AI: From 'Big AI' to 'Small AI'

...See-saw shift to Local AI Compute

Oct 05, 2023

Couple of days ago I discussed the AI software debate between Open and Closed. As long as the regulators stay open to both (pun intended), I think market dynamics will work out the best blend of the two for users at large.

The other dimension in AI that we can’t lose sight of is what I’d call ‘Big AI’ vs ‘Small AI’. Big AI is where the industry’s attention and dollars are curretly riveted on: Foundation LLM AI models that are getting ever more powerful running on ever more powerful GPUs in ever bigger Compute and power intensive data centers.

Think AI possibly a thousand times more powerful than today’s OpenAI GPT4, Google Palm2/Bard (and upcoming Gemini), and Anthropic’s Claude 2 in three years or less. That sure beats Moore’s Law by a mile and then some. As discussed earlier, over two hundred billion are being invested worldwide to get ready for these ‘Big Daddy’ Foundation LLM AI models.

Think Small Language Models, or SLMs. They could eventually be of bigger importance than their bigger brethren.

Ok, so where does ‘Small AI’ fit? These are far humbler and prosaic, but again ever more powerful LLM AI models increasingly being run on billions of devices already in the hands of over 4 billion users of smartphones and other computers ‘locally’. Also known as ‘the Edge’ as I’ve referred to it here and here. They're starting small today on photo and other apps on your phone, and will spread to almost every app and services on billions of local devices, tapping into near infinite local and cloud data sources.

Think of almost everything in Box 6 of the AI Tech Wave chart below running on local apps on your devices. Many of these currently run on ‘Big AI’ Foundation LLM AI infrastructure in the cloud today, but a lot of these will soon be shift to also running in ‘Small AI’ versions on local devices, for reasons cited below, as well as computing and cost efficiencies.

Apple is in a pole position here with over two billion iPhones, iPads, Apple Watches, AirPods, Macs, and soon their Vision Pro headset platform next year, all running on Apple Silicon with lots of local GPU power. Meta is ramping up here too with their AI-enhanced Quest 3 and Smart Glasses this year, running on their open sourced Llama 2 LLM AIs. Microsoft is actively working on SLMs called Phi, going from version 1 to version 2 (Phi-2), in an effort separate from their AI partner OpenAI.

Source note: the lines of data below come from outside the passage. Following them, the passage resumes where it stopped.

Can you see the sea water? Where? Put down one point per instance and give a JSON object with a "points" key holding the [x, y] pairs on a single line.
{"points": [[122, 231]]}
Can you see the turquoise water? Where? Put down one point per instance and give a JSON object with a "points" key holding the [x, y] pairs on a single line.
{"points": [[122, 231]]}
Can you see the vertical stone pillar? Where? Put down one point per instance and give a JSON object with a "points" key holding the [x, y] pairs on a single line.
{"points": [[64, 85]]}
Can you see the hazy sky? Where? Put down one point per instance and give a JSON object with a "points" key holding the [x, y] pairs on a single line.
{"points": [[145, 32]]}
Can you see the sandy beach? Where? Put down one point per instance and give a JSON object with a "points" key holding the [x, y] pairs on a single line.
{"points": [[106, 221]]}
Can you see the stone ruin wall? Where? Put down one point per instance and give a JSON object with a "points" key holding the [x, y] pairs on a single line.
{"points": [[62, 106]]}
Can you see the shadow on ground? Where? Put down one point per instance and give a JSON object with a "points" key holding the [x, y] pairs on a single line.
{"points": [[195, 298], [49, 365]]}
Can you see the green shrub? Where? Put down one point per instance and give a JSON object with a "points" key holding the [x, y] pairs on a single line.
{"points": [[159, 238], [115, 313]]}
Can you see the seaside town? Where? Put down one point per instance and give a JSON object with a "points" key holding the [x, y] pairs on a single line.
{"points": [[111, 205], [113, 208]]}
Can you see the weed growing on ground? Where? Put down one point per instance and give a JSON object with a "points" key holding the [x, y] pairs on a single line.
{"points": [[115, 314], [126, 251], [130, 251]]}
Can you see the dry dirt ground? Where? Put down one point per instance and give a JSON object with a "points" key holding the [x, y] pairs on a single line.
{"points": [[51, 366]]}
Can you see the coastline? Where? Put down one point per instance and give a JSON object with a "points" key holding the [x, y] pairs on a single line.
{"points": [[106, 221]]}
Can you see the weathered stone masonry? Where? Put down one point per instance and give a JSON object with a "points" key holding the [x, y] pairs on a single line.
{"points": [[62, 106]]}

And OpenAI also present here soon with their multimodal ChatGPT on our smartphones. Both Google and Microsoft are ramping up AI capabilities for our everyday productivity software on local computers and devices. Be they closed or open, these ‘multimodal’ models are showing up fast and furious in applications you and I use already everyday.

They’re far humbler, and we barely know they’re LLM and Generative AI. Apple especially has been leading the charge here as I’ve discussed, highlighting their ‘machine learning’ driven ‘computational photography’ optimized apps, along with their Messages, Notes, and Apple Pay apps. AI in all but name.

Running these locally has three specific advantages.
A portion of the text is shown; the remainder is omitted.